Guerre en Ukraine: la course contre la montre pour contrer l’offensive russe
Le matériel livré par les Américains sera-t-il disponible suffisamment à temps? La pression russe sur le front se fait de plus en plus grande.
La ligne de défense de l’armée ukrainienne dans l’est du pays se lézarde, mais elle ne rompt pas, ou pas encore. La pression russe en trois points du front suggère cependant que approvisionnement en armes, notamment américaines depuis le feu vert accordé par le Congrès le 23 avril, devrait être effectué en urgence à destination de Kiev pour que la Russie ne pousse pas son avantage de manière significative avant leur utilisation. Cette conjoncture délicate montre, s’il le fallait encore, combien l’Ukraine souffre, jusque dans la chair de ses soldats, des atermoiements des Américains et des Européens.
Dilemme russe
La nouvelle offensive russe qui ne dit pas son nom s’exerce sur Kharkiv, la grande ville de l’est ukrainien, et en deux endroits de l’oblast de Donetsk. La première est un objectif militaire majeur pour les Russes depuis le déclenchement de leur «opération militaire spéciale», le 24 février 2022. Habitée par de nombreux russophones, elle apparaissait au Kremlin comme une proie si pas facile, en tout cas atteignable au cours de la première phase de l’invasion. Aujourd’hui, si ce territoire ne se prête pas, en raison du contexte militaire qui y prévaut, à une victoire rapide de l’armée russe, la convoitise qu’il suscite oblige les Ukrainiens à y allouer des forces et des équipements supplémentaires. En effet, des informations non vérifiées font état d’une concentration de troupes dans la ville russe de Belgorod, proche de la frontière ukrainienne. L’Institut pour l’étude de la guerre (ISW), basé à Washington, estime cependant, dans son bulletin du 28 avril sur l’état du conflit, que «l’armée russe ne dispose pas des forces nécessaires pour s’emparer de la ville».
«La rapidité de l’approvisionnement signifie littéralement la stabilisation de la ligne de front.»
Mais, comme cela a été souligné, la mobilisation par l’état-major ukrainien de moyens substantiels pour défendre la deuxième ville du pays, avant la guerre, déforce l’armée en d’autres endroits du front. C’est particulièrement le cas, à en croire l’évolution des derniers jours, à l’ouest de la localité d’Avdiïvka, dans la province de Donetsk, elle-même prise par les Russes le 17 février dernier. Des avancées ont à nouveau été enregistrées les 27 et 28 avril, avec la conquête du village de Semenivka, au nord-ouest d’Avdiïvka.
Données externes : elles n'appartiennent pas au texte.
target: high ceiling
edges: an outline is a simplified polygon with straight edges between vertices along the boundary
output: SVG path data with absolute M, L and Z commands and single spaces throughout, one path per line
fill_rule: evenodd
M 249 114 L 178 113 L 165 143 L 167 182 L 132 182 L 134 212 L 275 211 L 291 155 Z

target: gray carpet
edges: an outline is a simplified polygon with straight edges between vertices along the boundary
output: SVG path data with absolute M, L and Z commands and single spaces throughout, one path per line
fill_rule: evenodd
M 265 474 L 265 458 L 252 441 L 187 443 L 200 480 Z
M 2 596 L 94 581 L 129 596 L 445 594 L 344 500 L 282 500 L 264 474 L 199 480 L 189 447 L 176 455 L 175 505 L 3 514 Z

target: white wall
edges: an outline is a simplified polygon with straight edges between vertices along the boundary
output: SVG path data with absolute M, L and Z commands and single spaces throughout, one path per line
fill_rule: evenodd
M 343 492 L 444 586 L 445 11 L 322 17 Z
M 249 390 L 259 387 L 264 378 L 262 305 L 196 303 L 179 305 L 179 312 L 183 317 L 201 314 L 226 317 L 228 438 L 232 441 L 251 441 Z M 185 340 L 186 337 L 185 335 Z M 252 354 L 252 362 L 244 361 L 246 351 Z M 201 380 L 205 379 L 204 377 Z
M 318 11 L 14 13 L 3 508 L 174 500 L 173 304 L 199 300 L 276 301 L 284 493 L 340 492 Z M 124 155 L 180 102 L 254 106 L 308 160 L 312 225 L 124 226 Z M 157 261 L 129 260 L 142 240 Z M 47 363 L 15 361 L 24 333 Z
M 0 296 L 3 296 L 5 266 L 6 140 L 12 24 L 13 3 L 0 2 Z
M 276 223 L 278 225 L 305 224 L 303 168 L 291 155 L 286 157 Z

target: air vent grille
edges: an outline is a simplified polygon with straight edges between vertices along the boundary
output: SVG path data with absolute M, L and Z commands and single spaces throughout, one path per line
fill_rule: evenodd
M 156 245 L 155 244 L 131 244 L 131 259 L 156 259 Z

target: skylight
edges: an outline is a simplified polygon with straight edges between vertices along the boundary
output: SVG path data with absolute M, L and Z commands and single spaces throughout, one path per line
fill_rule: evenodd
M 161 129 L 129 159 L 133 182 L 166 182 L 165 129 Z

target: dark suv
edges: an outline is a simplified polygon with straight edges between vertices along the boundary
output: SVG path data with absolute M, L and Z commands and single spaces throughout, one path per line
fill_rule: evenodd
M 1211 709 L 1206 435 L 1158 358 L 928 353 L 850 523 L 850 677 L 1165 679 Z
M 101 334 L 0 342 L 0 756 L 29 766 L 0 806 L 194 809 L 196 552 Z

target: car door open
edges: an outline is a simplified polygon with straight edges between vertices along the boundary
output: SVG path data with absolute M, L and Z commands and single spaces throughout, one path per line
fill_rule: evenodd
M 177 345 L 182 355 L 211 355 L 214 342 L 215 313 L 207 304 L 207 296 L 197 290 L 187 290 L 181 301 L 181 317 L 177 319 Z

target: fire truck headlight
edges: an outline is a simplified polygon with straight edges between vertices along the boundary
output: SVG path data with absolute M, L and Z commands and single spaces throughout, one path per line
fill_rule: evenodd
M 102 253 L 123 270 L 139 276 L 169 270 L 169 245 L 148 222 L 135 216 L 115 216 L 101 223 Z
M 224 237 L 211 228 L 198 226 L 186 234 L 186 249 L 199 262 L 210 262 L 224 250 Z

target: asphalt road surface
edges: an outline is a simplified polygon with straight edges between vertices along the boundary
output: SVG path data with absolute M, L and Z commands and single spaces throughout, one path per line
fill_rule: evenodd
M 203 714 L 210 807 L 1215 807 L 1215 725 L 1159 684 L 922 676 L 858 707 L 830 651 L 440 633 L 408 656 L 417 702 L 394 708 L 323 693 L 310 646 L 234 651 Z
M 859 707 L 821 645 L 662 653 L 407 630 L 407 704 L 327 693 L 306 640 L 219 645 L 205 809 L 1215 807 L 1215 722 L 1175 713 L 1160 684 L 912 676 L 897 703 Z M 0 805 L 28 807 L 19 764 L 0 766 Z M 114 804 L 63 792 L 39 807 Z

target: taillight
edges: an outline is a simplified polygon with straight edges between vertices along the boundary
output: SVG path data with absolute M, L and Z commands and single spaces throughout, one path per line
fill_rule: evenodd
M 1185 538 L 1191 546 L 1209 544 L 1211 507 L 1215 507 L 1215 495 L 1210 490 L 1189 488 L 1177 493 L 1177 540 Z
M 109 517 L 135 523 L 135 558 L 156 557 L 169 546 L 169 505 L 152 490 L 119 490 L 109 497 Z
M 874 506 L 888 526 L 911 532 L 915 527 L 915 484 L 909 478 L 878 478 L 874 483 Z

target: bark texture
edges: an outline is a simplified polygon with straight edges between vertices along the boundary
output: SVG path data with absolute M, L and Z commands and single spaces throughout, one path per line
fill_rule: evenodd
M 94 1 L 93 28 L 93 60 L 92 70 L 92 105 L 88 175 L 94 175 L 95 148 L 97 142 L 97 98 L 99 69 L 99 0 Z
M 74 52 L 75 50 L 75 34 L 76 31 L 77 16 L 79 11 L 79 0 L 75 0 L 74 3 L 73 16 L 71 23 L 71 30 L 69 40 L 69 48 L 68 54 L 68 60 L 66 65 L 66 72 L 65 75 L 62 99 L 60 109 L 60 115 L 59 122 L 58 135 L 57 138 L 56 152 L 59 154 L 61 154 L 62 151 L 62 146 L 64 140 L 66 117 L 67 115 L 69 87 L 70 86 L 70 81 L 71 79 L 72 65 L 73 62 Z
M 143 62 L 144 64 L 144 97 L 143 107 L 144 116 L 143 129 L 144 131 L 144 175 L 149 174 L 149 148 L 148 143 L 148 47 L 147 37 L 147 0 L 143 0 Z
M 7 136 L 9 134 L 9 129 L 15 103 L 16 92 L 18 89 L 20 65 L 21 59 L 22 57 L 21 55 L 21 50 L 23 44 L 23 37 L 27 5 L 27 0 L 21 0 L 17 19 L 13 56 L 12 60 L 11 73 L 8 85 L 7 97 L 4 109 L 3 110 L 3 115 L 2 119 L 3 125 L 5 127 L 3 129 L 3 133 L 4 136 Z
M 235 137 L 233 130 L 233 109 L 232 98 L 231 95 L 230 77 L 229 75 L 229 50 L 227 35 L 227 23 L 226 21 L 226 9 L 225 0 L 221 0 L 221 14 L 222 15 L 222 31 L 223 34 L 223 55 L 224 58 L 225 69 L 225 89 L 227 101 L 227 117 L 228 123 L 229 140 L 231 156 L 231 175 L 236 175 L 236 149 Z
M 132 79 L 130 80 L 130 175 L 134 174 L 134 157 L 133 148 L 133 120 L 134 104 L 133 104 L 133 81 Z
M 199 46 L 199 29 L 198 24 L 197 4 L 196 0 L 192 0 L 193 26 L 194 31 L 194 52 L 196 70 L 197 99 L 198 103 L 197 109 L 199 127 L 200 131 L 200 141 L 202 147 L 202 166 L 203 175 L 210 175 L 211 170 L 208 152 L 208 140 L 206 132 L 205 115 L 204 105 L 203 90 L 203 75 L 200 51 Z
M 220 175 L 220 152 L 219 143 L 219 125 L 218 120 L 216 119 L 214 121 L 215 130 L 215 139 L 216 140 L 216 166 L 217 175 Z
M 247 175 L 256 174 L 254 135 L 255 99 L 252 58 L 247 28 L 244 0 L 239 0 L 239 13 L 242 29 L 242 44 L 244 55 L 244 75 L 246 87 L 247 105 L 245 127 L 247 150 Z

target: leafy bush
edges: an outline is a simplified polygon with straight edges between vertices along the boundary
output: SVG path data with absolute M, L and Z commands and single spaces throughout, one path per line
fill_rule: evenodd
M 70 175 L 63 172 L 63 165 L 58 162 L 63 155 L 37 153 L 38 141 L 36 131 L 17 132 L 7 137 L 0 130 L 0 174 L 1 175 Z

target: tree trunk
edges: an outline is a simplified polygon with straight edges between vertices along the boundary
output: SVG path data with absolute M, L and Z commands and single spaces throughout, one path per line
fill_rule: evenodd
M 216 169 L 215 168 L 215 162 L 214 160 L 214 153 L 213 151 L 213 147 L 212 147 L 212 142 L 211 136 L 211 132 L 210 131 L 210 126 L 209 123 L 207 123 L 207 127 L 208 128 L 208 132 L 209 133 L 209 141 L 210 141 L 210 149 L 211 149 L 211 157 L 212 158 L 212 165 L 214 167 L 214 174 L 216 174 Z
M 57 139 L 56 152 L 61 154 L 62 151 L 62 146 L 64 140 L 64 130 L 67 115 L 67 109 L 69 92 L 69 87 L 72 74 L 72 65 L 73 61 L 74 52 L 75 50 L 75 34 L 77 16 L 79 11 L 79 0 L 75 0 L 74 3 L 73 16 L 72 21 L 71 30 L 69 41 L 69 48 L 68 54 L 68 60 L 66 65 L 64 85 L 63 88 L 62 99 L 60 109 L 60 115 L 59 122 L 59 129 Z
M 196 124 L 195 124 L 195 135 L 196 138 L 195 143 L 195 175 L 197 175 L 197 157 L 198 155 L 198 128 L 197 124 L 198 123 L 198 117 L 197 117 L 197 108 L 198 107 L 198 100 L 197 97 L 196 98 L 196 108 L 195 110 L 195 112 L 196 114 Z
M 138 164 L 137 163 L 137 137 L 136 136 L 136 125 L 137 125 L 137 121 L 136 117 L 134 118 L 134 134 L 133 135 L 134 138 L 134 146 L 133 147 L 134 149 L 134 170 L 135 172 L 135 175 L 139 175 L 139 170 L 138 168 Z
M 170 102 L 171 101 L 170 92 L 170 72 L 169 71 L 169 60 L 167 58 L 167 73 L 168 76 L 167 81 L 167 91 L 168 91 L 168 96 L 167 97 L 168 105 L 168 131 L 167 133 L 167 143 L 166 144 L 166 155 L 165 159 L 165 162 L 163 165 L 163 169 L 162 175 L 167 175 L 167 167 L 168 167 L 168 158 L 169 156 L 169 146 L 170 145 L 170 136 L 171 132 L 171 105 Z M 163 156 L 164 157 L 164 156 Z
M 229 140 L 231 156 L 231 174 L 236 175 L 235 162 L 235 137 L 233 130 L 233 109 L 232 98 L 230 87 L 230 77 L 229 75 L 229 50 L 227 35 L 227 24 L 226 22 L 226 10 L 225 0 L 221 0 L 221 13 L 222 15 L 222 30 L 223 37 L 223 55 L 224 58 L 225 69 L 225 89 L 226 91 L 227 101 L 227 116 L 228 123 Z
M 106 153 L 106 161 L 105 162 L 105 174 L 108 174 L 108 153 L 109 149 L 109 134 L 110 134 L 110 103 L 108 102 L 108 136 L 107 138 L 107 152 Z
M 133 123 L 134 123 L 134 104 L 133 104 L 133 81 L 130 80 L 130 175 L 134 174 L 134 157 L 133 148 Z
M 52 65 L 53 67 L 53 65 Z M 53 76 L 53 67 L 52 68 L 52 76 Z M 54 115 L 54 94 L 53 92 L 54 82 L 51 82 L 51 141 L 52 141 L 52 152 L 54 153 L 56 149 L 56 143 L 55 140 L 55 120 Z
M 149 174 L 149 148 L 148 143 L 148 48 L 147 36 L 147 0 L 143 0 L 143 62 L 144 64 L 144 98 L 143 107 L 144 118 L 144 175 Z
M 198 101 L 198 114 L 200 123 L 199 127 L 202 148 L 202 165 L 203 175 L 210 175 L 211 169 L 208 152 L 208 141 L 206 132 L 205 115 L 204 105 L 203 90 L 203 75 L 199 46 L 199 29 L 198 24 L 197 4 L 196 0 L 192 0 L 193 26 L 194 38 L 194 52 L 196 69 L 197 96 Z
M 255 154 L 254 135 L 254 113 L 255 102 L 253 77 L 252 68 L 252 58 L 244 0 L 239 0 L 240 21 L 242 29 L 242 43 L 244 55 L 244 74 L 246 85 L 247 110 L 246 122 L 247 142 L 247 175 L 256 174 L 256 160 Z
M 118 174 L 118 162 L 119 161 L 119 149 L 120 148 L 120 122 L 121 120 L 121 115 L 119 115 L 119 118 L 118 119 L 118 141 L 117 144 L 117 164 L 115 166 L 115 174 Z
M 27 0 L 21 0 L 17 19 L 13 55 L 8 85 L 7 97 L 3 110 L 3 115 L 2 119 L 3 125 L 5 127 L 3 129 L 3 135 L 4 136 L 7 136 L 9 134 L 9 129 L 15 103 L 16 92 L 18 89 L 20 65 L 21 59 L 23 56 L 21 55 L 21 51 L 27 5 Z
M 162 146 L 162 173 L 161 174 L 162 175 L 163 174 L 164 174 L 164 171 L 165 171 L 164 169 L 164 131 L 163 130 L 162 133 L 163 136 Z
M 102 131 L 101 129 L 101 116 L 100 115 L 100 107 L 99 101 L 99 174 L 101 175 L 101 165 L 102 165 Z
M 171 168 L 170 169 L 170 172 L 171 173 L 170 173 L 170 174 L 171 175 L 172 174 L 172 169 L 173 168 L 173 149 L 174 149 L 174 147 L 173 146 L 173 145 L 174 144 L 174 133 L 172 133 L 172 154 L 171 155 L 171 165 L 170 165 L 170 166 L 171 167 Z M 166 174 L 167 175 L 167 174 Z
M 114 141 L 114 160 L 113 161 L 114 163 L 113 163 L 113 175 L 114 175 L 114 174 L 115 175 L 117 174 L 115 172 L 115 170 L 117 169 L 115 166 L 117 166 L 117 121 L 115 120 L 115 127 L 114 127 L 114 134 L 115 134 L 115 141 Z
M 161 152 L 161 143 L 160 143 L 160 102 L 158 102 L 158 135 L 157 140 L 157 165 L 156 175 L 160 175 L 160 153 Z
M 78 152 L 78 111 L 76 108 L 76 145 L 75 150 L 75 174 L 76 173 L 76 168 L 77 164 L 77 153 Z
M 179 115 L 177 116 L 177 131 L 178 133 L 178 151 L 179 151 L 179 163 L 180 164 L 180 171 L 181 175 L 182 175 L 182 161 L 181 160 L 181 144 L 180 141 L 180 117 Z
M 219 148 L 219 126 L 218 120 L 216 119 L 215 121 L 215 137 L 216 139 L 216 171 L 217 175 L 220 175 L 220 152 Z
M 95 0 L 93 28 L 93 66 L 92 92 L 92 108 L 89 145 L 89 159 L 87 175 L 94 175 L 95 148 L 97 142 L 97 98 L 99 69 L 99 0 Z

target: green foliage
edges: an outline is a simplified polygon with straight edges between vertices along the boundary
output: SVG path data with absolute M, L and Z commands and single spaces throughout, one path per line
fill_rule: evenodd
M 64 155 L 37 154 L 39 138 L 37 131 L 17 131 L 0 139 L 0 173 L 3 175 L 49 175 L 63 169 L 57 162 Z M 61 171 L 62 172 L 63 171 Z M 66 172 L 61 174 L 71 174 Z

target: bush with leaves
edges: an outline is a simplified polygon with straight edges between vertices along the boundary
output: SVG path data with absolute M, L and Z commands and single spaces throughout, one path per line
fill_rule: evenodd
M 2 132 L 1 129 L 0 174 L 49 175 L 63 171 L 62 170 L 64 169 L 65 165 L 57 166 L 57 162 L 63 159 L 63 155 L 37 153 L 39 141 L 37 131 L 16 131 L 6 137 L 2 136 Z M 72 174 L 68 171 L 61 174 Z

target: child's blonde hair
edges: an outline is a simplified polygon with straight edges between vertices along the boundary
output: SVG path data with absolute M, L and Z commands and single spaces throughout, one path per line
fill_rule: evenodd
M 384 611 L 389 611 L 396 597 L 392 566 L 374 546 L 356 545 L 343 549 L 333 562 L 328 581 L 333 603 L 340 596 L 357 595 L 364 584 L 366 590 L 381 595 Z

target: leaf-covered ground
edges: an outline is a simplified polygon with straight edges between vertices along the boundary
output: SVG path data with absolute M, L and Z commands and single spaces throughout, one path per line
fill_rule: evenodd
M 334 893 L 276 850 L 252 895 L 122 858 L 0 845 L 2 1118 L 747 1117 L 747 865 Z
Comme souvent dans ce genre de progrès militaires limités, il est difficile de savoir si les pertes de territoire, en l’occurrence dans le chef des Ukrainiens, relèvent d’une véritable défaite ou d’un «repli tactique» judicieux, thèse évidemment défendue par la hiérarchie militaire à Kiev. L’Institut pour l’étude de la guerre, qui n’est pas connu pour minimiser les éventuelles menaces, n’est pas alarmiste quant à l’évolution de la situation autour d’Avdiïvka. «Il est peu probable que les forces russes parviennent à une pénétration opérationnelle plus profonde dans la région à court terme, indique-t-il. L’arrivée de renforts ukrainiens et de matériel supplémentaire obligera le commandement russe soit à accepter qu’une pénétration plus large ou plus profonde à court terme soit peu probable, soit à engager des réserves supplémentaires dans la zone pour continuer à rechercher des gains tactiques.» En revanche, le centre d’étude américain estime que «les forces russes ont actuellement la possibilité de réaliser des gains opérationnels significatifs près de Chasiv Yar (NDLR: le troisième point de fixation des combats actuels, au nord d’Avdiïvka, toujours dans l’oblast de Donetsk) et préparent des réserves pour soutenir un effort offensif à grande échelle cet été.»
Promesses non tenues
Des gains territoriaux à l’ouest de Chasiv Yar ouvriraient pourtant la voie à des avancées vers des villes stratégiques de la province, et notamment à Kramatorsk et Sloviansk, qui, si elles étaient rapides, offriraient un succès de taille pour Vladimir Poutine à l’approche du Jour de la Victoire sur l’occupant nazi en 1945, célébré le 9 mai. Si cette menace prend de la consistance, on se souviendra longtemps de l’avertissement adressé par le président Volodymyr Zelensky, le 29 avril, à ses alliés occidentaux, «la rapidité de l’approvisionnement signifie littéralement la stabilisation de la ligne de front» et le regret exprimé par le secrétaire général de l’Organisation du traité de l’Atlantique nord, Jens Stoltenberg, en visite à Kiev, «les alliés de l’Otan n’ont pas tenu leurs promesses.» Immense responsabilité.